J. MAYER H. und Partner, Architekten, Berlin
Stadt Kehl
Knippers Helbig, Berlin (Tragwerksplanung); lichttransfer, Berlin (Lichtplanung)
2018
Kehl, Haltestelle Rathaus
Nimmt die neue Trambahnhaltestelle am Rathaus in Kehl Bezug auf jungsteinzeitliche Tempelarchitektur? Oder sind die Formen der Tragelemente doch eher an Rheinkiesel angelehnt?
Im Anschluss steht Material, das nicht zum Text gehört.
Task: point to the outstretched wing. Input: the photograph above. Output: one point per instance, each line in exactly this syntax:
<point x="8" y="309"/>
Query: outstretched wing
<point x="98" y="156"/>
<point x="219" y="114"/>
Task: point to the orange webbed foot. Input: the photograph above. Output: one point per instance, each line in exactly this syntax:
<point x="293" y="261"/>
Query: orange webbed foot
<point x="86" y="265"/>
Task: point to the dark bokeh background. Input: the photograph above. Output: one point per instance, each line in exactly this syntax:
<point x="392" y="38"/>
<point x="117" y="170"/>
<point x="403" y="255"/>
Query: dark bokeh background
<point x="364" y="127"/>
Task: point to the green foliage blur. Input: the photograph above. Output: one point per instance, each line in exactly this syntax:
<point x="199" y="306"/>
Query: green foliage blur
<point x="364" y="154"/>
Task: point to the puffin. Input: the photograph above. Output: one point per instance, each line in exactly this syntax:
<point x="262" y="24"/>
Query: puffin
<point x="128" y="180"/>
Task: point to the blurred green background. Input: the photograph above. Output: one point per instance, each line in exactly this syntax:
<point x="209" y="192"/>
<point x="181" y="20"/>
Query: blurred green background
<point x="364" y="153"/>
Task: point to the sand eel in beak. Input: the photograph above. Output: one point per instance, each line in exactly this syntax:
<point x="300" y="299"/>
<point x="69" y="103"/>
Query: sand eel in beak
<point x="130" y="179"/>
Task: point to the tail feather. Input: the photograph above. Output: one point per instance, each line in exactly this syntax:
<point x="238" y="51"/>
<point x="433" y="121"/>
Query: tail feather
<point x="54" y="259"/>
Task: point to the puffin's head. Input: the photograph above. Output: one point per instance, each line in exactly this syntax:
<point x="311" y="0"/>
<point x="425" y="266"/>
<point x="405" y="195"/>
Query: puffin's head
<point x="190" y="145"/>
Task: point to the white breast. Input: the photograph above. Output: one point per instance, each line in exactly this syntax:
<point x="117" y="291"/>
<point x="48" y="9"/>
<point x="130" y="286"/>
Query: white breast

Als neuer Endpunkt der grenzübergreifenden Straßenbahnlinie, die Straßburg und Kehl über die Europabrücke miteinander verbindet, zieht der vom Berliner Büro J. Mayer H. und Partner entworfene Infrastrukturbau in jedem Fall Aufmerksamkeit auf sich.
Die Haltestelle dominieren geschwungene Formen aus Sichtbeton. Langgezogene Platten bilden die beiden Dächer, die jeweils einer Fahrtrichtung zugeordnet sind. Sie lagern auf jeweils zwei rundlichen Scheiben, zwischen denen je ein „Findling“ sitzt, in den eine Sitzbank sowie die Beschriftung integriert wurden. Die „Komposition aus hellen rundlichen Sichtbetonscheiben“ komprimiere „die Aspekte von Dynamik, Gleichgewicht, Labilität und Mobilität in eine infrastrukturelle Skulptur“, schreibt das Büro J. Mayer H. und Partner zu dem Bauwerk.
In der Dämmerung und nachts werden die Scheiben von unten beleuchtet, wodurch sie sich in überdimensionale mystische Leuchtobjekte verwandeln. Gleichzeitig überlagern sich auf der Unterseite des Daches die Schatten: Helle und dunkle Bereiche formen dann ein grafisches Muster.
Tragwerk für Trilithen
Die konstruktive Herausforderung des Entwurfs war der schlanke Übergang zwischen den stützenden Scheiben und dem Betondach, in den gleichzeitig auch die Entwässerung integriert werden sollte. Das grundlegende statische Modell ist ein Rahmentragwerk mit Stützen, die am Fußpunkt und am Übergang zum Betondach eingespannt sind. Das Tragsystem des Betondachs formt sich im Zusammenspiel von Rahmenkonstruktion und punktgestützter Platte.
Bei den Scheiben handelt es sich um einen Verbundquerschnitt. Dieser besteht aus einem runden Stahlhohlprofil, das über angeschweißte Kopfbolzendübel mit dem umgebenden Stahlbeton verzahnt ist. Das vollständig verzinkte Hohlprofil dient gleichzeitig der Entwässerung. Entscheidend für die Aufnahme der Biegemomente ist der Kopfpunkt der Stütze, der über eine Anschlussbewehrung und zusätzliche Dübelleisten mit dem Betondach verbunden ist. Über ein Kräftepaar aus Druck- und Zugkräften werden die Biegemomente in die Stütze eingeleitet und über Scherkräfte durch die Kopfbolzen an den Betonquerschnitt übertragen. Am Fußpunkt, der über einen konventionellen Schraubanschluss eingespannt ist, werden die Kräfte in das Fundament abgegeben. Die Bemessung der Konstruktion erfolgte für die Erdbebenzone 1.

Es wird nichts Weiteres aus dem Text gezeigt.